From the Blog

Jul
19
Posted by Jake DiMare at 2:17 pm
Jackie on the bow

Jackie on the bow

Last Sunday Jackie and I continued the Basic Keel Boat course at Courageous Sail in Charlestown, Ma. Although she doesn’t want to admit it, her abilities have improved considerably in the last two months. She’s well on her way to being a confident, competent skipper.

In the shot above she’s preparing to assist with landing on the docks by handling the bowline. This responsibility requires dexterity, timing and knowledge of what’s what on the boat. In order to be a successful sailor one must know the ropes. For a new sailor this lack of knowledge can be daunting.

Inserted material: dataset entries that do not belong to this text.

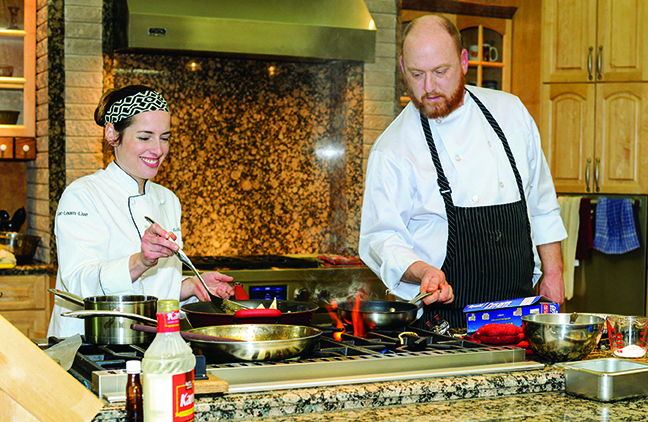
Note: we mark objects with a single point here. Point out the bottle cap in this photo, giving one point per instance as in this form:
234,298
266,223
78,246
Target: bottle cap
133,367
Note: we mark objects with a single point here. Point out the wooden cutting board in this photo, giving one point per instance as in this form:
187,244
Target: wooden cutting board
35,388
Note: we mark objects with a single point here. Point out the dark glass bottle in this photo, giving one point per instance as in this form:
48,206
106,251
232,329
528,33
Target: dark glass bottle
134,407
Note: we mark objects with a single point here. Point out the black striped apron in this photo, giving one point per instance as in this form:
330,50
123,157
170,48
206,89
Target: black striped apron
489,253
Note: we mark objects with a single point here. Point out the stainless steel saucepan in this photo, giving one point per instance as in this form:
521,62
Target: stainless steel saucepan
107,329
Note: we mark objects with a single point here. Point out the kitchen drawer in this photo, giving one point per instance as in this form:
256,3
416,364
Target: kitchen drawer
6,148
17,148
23,292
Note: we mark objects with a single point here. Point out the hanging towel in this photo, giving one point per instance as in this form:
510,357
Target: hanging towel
570,214
585,235
615,228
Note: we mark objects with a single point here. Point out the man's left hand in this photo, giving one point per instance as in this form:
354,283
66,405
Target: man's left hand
553,287
217,283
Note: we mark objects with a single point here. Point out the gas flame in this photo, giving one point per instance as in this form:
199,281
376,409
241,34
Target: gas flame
359,329
338,323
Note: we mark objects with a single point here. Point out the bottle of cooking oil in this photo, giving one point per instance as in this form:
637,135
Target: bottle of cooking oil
168,370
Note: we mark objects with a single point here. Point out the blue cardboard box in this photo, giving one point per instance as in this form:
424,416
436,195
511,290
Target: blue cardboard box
507,311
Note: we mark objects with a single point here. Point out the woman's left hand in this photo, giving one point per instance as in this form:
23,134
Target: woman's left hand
217,283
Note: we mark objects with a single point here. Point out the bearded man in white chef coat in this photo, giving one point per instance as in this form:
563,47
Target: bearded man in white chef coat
459,200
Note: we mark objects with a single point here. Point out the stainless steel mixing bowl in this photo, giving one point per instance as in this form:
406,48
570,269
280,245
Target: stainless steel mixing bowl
555,339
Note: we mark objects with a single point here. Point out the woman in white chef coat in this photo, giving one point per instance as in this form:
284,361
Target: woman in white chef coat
104,244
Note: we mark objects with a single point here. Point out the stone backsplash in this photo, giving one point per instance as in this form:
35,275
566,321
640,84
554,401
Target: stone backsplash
266,156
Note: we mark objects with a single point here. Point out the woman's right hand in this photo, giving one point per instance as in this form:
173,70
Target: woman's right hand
156,243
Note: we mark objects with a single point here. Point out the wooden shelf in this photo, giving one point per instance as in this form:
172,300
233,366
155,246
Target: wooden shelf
13,33
18,49
460,8
485,64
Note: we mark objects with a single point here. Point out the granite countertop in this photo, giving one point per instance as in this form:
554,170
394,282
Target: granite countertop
537,395
30,268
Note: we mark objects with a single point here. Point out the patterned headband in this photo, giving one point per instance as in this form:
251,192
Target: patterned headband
135,104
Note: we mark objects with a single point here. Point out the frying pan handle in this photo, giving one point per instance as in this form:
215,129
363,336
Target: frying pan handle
239,292
106,313
247,314
77,300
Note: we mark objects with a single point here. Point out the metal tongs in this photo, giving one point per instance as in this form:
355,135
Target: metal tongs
225,305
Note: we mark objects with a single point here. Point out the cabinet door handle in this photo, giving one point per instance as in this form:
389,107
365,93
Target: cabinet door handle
596,174
599,62
589,63
589,162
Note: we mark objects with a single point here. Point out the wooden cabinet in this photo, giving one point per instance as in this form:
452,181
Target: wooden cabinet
595,136
594,40
25,302
18,68
594,103
479,25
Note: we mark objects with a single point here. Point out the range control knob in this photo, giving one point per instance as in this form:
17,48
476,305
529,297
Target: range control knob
302,295
323,295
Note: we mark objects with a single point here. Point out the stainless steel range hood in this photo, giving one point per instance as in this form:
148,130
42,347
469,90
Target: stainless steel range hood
319,29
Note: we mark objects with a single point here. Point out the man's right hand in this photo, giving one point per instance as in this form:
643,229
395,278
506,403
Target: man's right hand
431,279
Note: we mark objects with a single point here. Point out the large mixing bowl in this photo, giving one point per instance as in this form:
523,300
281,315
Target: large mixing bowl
23,246
555,339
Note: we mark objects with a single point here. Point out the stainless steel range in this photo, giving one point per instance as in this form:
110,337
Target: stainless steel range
299,278
383,355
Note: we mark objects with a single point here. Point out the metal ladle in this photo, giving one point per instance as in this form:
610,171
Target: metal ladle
227,306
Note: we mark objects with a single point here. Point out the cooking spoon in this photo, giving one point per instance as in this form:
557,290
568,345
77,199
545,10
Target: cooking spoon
422,296
225,305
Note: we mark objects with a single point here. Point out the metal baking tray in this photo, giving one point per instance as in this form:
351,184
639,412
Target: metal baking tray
606,379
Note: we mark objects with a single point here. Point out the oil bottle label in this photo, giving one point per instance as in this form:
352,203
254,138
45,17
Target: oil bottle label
168,322
168,397
183,397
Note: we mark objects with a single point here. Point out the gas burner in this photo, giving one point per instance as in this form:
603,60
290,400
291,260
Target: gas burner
250,262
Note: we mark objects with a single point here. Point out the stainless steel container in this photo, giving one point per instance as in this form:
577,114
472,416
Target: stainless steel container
555,338
116,330
606,379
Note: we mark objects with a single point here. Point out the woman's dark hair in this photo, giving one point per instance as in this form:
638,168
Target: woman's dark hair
108,99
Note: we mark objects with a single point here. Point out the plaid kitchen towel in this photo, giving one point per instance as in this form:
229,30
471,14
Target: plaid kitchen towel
615,231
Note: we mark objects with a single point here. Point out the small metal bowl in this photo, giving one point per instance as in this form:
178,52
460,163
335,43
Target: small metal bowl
553,338
8,117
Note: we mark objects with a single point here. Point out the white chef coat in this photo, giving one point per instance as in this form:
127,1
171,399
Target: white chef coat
403,214
98,226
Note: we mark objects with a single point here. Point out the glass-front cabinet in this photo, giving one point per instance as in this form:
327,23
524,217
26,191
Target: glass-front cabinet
17,71
488,46
486,34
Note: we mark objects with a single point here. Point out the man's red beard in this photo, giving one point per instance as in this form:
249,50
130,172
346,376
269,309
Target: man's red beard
441,108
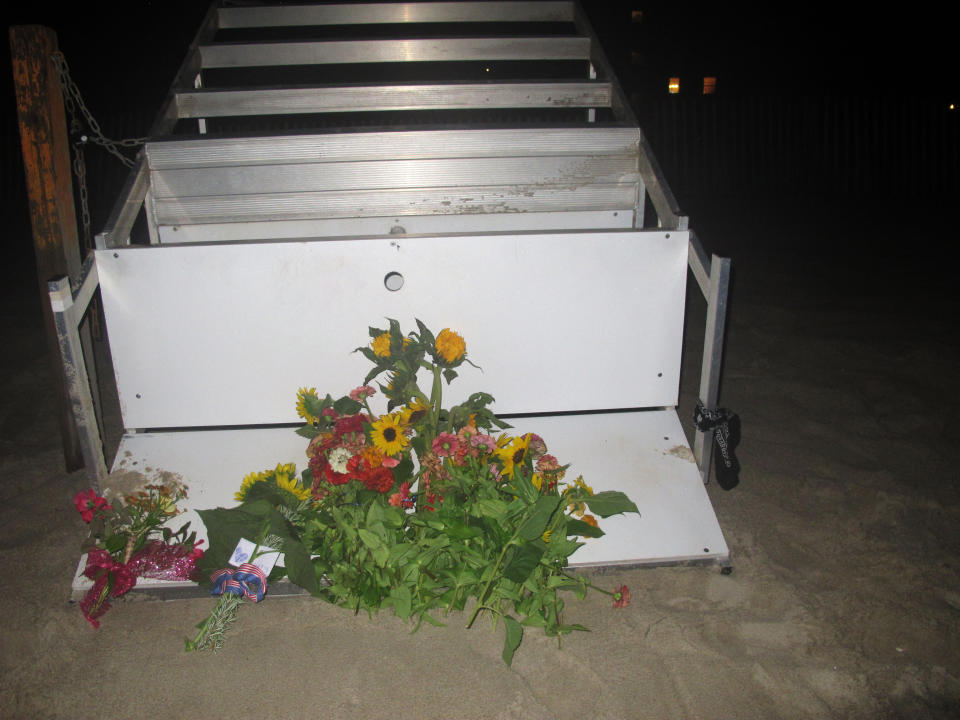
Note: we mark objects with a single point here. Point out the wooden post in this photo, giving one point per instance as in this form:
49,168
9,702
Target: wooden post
46,160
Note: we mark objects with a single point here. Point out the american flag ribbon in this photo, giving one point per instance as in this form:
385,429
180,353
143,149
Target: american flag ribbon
247,580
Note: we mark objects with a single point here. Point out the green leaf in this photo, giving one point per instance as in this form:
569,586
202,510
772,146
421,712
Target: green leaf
381,555
491,508
300,569
514,635
401,600
536,523
369,539
610,502
524,560
579,527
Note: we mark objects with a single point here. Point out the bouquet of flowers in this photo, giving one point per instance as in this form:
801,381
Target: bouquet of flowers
421,509
128,540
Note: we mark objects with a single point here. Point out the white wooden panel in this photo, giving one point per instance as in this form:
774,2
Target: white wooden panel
644,454
224,334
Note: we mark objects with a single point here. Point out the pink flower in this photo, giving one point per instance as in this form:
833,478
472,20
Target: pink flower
402,498
88,504
621,598
362,393
446,445
536,446
486,441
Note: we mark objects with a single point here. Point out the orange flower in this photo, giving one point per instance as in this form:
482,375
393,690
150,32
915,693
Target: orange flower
450,345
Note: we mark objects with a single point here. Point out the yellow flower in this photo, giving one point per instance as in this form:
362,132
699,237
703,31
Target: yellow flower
381,345
387,435
285,477
513,453
248,482
302,395
576,507
450,345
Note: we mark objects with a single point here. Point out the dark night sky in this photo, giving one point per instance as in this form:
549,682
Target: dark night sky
131,49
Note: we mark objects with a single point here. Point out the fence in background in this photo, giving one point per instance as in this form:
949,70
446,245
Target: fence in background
852,146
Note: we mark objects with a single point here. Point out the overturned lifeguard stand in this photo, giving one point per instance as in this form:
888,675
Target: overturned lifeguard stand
319,168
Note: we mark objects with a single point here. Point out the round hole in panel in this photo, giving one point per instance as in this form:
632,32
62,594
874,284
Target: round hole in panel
393,281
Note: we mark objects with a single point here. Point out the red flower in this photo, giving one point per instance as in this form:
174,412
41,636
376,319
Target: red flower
110,579
402,498
88,503
446,445
379,479
621,598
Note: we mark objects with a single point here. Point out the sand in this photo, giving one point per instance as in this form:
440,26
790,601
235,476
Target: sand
843,602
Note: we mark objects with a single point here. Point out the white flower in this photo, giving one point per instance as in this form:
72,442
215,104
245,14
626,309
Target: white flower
338,459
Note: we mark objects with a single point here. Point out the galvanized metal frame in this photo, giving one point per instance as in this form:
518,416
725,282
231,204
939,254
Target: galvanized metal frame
69,308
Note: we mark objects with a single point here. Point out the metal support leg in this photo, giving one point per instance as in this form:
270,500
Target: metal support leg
68,310
714,286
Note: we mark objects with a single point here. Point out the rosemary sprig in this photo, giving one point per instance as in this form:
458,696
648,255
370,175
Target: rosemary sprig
214,628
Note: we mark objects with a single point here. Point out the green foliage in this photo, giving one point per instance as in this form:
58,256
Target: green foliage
472,521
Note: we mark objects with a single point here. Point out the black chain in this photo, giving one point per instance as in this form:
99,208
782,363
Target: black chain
725,426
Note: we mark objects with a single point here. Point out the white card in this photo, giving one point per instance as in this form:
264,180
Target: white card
265,560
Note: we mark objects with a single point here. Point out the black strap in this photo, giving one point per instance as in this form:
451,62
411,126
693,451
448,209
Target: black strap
725,425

And it has been a challenge for me as well. Although I sailed quite a bit as a boy, it’s been many, many years since I had to know the difference between a Jib Sheet and a Main Halyard on a moments notice…Let alone communicate these terms to anyone else on the boat calmly and efficiently. But I have a lot of context and like so many other things in life that create anxiety…I find it comforting to know I am not alone. Since man first ventured onto the sea we’ve needed to communicate in order for two or more people to handle any type of vessel. In order to be able to communicate effectively it is necessary for everything on the boat to have a name…And so it does.

 

The term ‘Learning the Ropes’ is in fact a nautical term and describes an experience every young sailor would endure when they would literally learn the name of every rope (and any other object on a sailing vessel). I’ve read about this ritual a couple of times and my favorite telling is in Rudyard Kipling’s ‘Captain’s Courageous’ where Harvey, a young boy on board a New England schooner for the first time, is followed around by Long Jack, a grizzled old sailor and punished with a lashing each time he mistakes a rope. Here’s a quote from the novel:

There’s good and just reason for ivry rope aboard, or else ‘t would be overboard. D’ ye follow me? Tis dollars an’ cents I’m puttin’ into your pocket, ye skinny little supercargo, so that f’whin ye’ve filled out ye can ship from Boston to Cuba an tell them Long Jack larned you. Now I’ll chase ye around a piece, callin the ropes, an you’ll lay your hand on thim as I call.

This has always been one of my favorite stories and a must read for anyone who loves the ocean.